Major Hollywood film studios are teaming-up, working together in an attempt to create a standard approach to the DRM types used in various online movie stores – though some notable names are refusing to play ball.
The studios have begun what they are calling their Open Market digital initiative, an attempt to simplify the way consumers interact with online film services by harmonsing DRM use.
The plan appears to be focused on opening the scenery up in order that a consumer can buy a film from any store and watch that movie on any device.
First proposed by Sony last year, Open Market is a trans-company move which already sees studios Fox, Paramount, Sony, Universal and Time Warner involved. Also involved are Amazon, Target, Wal-Mart, Comcast and CinemaNow.
Sources told TechCrunch the studios are putting their weight behind the initiative to avoid the fate of the music industry and as a last ditch effort to stop or slow non-DRM movie sales.
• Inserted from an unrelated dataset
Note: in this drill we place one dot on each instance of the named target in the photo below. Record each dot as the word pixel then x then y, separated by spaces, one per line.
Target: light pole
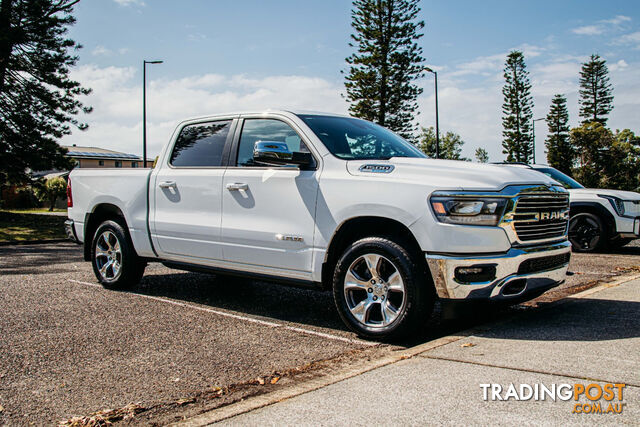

Industry observers can’t help but notice that Apple and key Disney Studios including Pixar, Touchstone and Miramax aren’t part of the initiative, putting their weight behind Apple’s FairPlay model.
Because Apple won’t license FairPlay to other online stores or device manufacturers, Apple’s competitors have the chance to put together a collective approach based on shared DRM principles in order to secure a generous slice of the online film download market.
However, the increased popularity of BitTorrent and the increased prevalence of online streaming of content suggests studios must move fast to ensure they meet the needs of the changing market.